Wednesday

What Are My Options?

Dear Diary - 4/28

It's just been the same routine over and over again and again.  I go to work, come home, sleep.  Not to mention, puke.  haha.  My evil bosses still have not let me off work so I can go to the doctors!  Ugh!!

Mom is mad at me, I think she thinks that I'm sleeping around and that's how I ended up pregnant and she is upset because that's something that she never thought I would do.  She doesn't believe me when I told her I was raped.  I think she does not want to realize that things like that can happen to her daughters.  She thinks I should move back in with her and my sister. I don't want to, but if that's my only option, I might consider it.  The only problem is that she has met some guy over the internet and has "fallen in love" with him.  She will be moving to New England soon.  I am NOT going there.

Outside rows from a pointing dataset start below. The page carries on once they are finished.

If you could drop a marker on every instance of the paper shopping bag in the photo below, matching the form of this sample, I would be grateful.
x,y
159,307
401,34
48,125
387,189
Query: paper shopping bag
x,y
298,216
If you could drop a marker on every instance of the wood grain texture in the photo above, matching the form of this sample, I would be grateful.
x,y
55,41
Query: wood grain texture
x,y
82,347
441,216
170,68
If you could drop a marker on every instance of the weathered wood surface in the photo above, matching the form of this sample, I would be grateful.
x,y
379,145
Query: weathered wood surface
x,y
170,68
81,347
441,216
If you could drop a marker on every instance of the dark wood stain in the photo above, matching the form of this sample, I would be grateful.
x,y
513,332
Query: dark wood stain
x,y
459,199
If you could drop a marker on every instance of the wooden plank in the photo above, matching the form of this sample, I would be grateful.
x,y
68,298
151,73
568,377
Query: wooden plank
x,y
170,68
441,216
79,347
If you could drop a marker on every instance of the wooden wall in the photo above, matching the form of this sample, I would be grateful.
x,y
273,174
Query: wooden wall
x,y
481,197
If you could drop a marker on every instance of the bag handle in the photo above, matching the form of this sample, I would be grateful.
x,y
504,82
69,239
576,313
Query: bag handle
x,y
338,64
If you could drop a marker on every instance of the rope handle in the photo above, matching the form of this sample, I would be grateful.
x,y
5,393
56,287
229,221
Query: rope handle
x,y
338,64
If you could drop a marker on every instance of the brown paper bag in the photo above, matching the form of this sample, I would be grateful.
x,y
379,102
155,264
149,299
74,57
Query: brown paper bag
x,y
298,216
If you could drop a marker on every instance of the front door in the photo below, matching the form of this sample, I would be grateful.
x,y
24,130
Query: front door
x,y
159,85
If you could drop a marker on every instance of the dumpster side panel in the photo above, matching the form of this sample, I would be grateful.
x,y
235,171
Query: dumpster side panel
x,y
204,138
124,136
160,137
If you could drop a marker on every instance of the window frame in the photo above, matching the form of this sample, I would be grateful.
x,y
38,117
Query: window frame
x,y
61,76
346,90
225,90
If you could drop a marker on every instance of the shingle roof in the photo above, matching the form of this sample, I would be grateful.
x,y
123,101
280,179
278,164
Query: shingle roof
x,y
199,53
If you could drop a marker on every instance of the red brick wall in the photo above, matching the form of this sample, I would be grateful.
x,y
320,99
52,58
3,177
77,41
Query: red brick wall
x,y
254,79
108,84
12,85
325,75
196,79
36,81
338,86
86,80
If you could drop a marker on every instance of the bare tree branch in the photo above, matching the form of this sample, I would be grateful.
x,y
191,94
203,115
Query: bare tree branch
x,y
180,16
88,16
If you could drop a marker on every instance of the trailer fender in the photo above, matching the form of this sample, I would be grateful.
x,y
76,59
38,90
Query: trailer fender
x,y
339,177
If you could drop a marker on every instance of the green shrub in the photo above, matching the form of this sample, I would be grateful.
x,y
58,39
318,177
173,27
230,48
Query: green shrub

Mountain guy came back and told me that I cannot raise a child on my own and that I should put the baby up for adoption. Or at the very least, his parents could take the baby to find a home for it, because they know that I will raise a drug addict being a single mother.  Ha.  My mother raised two of us in similar conditions and neither of us turned out to be drug addicts.  I think they are just full of it.

Former acquaintances, and I say former because I don't want anything to do with them anymore, suggested I get an abortion.  Even though I was raped, for some reason, I just can't do that.  It's not a religious reason or anything, it's just... I just can't. 

Then I think to myself that I can do this all by myself.  But why does it have to be so difficult to do?